Conferences like those hosted by the Float Tank Association (FTA) and the International REST Investigators Society (IRIS) provided a hub to share ideas and new research. The evidence was clear – floating had significant impacts on both mind and body.

By the mid-1980s, there were commercial float centers worldwide. What had seemed like a fringe practice was transitioning into a legitimate health and wellness industry with proven benefits. 

The Sudden Fall of Floating – Late 80s and 90s

Then the AIDS epidemic hit, and the rapid growth of floating came to an abrupt halt. The emerging AIDS crisis fueled public fears around use of communal water, even though floating itself was low risk.

Misinformation and panic surrounding AIDS caused the Western market for floating to collapse practically overnight. In just a few years, the vast majority of North American and European centers had shuttered.

For a practice that had been gaining so much momentum, it was a devastating setback that would require two decades to fully recover from. Even as the industry shrank in the West, though, pockets of passionate floaters kept the practice alive in other parts of the world.

In the United Kingdom, Europe, and the Nordic countries, strong floating communities persisted through the decline. Centers in these regions maintained their client bases and even saw some measured growth despite the crisis.

Research also quietly continued, in both the United States and abroad in countries like Sweden. As Western funding dried up through the 90s, it was these international labs that would end up laying the scientific groundwork for the future resurgence of floating.

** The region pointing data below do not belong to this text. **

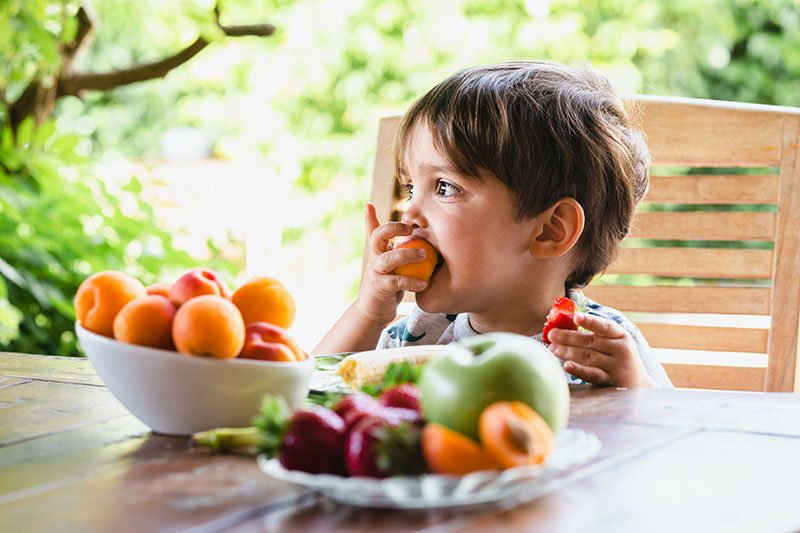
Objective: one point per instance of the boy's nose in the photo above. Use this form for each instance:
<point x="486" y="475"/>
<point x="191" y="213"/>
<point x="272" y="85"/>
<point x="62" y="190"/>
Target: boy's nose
<point x="413" y="217"/>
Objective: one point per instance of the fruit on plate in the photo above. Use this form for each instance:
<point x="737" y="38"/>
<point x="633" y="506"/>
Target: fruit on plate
<point x="269" y="342"/>
<point x="265" y="299"/>
<point x="449" y="452"/>
<point x="314" y="441"/>
<point x="101" y="296"/>
<point x="370" y="367"/>
<point x="404" y="395"/>
<point x="484" y="369"/>
<point x="514" y="434"/>
<point x="379" y="448"/>
<point x="146" y="321"/>
<point x="561" y="316"/>
<point x="208" y="325"/>
<point x="198" y="282"/>
<point x="422" y="269"/>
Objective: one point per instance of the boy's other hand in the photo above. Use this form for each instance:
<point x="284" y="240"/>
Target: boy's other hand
<point x="603" y="355"/>
<point x="381" y="291"/>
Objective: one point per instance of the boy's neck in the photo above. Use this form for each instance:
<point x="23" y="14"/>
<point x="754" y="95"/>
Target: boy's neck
<point x="525" y="318"/>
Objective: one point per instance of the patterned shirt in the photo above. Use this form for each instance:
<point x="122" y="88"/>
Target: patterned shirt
<point x="421" y="328"/>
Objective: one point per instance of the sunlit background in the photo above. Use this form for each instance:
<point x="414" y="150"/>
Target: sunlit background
<point x="255" y="156"/>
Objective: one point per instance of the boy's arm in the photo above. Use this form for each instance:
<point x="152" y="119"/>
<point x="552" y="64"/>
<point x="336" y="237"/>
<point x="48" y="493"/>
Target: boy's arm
<point x="605" y="354"/>
<point x="352" y="332"/>
<point x="359" y="328"/>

Persistence and Growth – 2000s

The new millennium arrived, and floating in the Western world was limited to a small number of devotees keeping the practice alive, along with the very few commercial centers that were still active.

However, that was soon to change as new research continued to come out abroad and a very popular and very vocal Joe Rogan began  regular endorsement of float tanks. In the late 2000s, for the first time in a long while, new commercial centers were beginning to open up, and new manufacturers were beginning to produce float tanks.

Resurgence – 2010s

Throughout the 2010s, the number of float tank centers in the United States grew from a couple dozen to hundreds. At the same time, technological improvements enhanced the experience with advanced filtration systems and more refined tank designs and, as floating went mass market, even more manufacturers entered the industry.

Float research (much of which we’ve covered in previous blog posts) began to receive funding and attention again, and some of the most advanced floatation therapy labs were constructed, such as the Float Lab at the Laureate Institute for Brain Research (LIBR). With more funding and participants than ever before, the research during these recent years has demonstrated the benefits of floating, both mental and physical, time and time again.

More celebrity endorsements also began rolling in from professional athletes, and floating got prominent screen time in popular shows like Stranger Things and The Big Bang Theory. By the mid 2010s, what had begun decades prior as a peculiar science experiment had blossomed into a thriving global wellness movement.

What Does The Future Hold?

It’s incredible to reflect on how far floating has come since those earliest days at NIMH. One thing is certain – the future still holds boundless potential. As more and more people discover floating for themselves, there are surely innovations, applications, and discoveries that will continue to be uncovered. 

Just as we celebrate all of those that came before us in helping to build this salty industry, we also look ahead to the future with great anticipation.